Insurance Journal readers were reminded by our recent coverage on how agents are faring in the recession that the effects of the economic downturn vary by agency and region. Some agencies and customers are feeling the slowdown more than others.

But the soft market is a different animal. It spares no agency. Big or small, urban or rural, East or West, new or old— it attacks agencies of all stripes, biting into premiums and commissions.

Unlike other Top 100 lists of agencies and brokerages, the agencies in the Insurance Journal Top 100 Independent Agencies listing (in the April 21 issue) are privately-held businesses. Some of them understandably shy away from making their figures public, and this tendency is most evident at a time when a soft market shows premium volume down across the industry. It is entirely voluntary on their part whether to participate in this Top 100 listing and Insurance Journal editors have always appreciated the willingness of so many agencies to share some of the details of their success stories — in hard times as well as in soft.

While all agencies are bitten by the soft market, not all agencies are hurt equally. As this year’s Top 100 Independent Agency listing demonstrates, the largest agencies are also affected by the soft market but many of them have in place strategies that minimize the impact of insurance cycles.

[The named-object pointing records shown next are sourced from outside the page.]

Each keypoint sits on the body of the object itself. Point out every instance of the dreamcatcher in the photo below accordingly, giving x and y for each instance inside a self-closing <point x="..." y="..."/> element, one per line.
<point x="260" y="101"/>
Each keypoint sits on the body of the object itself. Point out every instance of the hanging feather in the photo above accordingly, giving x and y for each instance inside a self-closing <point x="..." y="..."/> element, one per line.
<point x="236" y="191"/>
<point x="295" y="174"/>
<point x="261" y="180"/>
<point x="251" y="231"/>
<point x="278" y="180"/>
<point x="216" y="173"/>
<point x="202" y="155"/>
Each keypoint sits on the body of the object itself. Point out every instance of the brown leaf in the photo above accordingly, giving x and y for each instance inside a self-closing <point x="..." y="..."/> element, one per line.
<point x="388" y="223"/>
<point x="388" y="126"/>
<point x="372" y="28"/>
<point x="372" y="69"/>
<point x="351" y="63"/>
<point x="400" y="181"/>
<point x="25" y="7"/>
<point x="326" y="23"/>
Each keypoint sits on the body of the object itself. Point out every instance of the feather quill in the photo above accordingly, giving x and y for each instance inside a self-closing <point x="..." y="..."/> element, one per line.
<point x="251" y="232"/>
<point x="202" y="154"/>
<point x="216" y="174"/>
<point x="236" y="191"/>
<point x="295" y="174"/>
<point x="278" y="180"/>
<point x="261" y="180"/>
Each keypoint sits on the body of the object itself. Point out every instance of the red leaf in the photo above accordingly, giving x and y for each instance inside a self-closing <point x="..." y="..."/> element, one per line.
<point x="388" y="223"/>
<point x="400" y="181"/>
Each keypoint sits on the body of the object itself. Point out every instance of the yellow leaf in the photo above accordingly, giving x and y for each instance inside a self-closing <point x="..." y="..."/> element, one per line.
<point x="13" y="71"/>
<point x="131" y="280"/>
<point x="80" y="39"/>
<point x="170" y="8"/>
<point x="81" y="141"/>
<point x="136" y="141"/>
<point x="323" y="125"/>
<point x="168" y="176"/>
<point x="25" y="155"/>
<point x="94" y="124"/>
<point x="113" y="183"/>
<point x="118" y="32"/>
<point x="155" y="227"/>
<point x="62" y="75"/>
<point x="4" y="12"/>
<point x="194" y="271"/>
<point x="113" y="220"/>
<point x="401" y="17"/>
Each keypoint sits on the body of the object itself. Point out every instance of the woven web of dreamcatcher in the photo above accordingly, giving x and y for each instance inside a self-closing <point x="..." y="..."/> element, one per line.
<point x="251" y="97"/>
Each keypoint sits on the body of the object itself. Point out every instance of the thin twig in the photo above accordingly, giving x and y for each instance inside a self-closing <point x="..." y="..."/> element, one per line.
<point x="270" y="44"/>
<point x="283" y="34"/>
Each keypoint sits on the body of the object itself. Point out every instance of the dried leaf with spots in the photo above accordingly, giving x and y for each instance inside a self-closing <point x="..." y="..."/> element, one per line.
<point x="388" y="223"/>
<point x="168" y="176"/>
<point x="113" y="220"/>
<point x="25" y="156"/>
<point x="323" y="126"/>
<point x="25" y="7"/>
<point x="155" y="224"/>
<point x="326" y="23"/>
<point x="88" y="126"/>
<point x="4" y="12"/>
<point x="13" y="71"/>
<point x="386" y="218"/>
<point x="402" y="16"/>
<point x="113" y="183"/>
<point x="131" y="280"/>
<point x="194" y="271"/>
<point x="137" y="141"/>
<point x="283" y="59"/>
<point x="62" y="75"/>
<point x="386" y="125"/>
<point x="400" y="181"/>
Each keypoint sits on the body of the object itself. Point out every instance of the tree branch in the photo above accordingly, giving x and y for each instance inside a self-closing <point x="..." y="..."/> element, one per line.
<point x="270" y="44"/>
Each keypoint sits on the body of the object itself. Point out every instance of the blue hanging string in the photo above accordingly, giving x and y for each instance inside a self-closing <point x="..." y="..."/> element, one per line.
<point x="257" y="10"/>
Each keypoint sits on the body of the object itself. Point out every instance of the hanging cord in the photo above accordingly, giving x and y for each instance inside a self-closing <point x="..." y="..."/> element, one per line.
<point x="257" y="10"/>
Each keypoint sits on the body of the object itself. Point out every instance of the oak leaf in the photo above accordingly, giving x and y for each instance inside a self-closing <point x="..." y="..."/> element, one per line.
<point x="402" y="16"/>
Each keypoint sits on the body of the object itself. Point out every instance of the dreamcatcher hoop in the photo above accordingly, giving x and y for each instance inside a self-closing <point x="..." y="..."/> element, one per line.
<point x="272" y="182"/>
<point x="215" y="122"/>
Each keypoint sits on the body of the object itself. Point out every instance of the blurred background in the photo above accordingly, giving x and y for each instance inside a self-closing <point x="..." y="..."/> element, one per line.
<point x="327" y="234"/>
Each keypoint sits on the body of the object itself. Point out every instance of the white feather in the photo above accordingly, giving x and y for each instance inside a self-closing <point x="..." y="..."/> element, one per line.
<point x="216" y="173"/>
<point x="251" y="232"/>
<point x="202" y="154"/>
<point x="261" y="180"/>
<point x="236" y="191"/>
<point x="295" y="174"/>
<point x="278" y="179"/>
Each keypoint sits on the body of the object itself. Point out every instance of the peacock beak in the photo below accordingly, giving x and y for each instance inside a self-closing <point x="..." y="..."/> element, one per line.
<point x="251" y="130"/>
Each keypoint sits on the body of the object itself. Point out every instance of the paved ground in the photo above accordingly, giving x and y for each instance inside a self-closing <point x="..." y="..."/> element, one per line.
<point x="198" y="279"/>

Mainly, they have diversified their revenues enough so that when property/casualty premiums drop, other money streams fill in. Charging for risk control or other consulting services and selling employee benefits can help cushion the blow of a soft market.

The top agencies use the soft market as an opportunity to recommend coverages for new exposure that clients might not have considered in the past such as business interruption coverage. Or they recommend that it’s a good time to recognize that the customer’s business has grown and increased limits might be wise.

The top agencies take special care with the relationships they have with customers, educating them as to the reasons for the current soft market and preparing them for the time when it begins to harden and those falling premiums begin to level out and then rise. Because it will turn and those premiums will rise.

The lessons from the top are applicable no matter how large an agency is. The scale might be different but the sale is the same.

The most successful agencies did not get to the top by letting markets dictate to them; they took control of the situation. That’s how they stay there, too.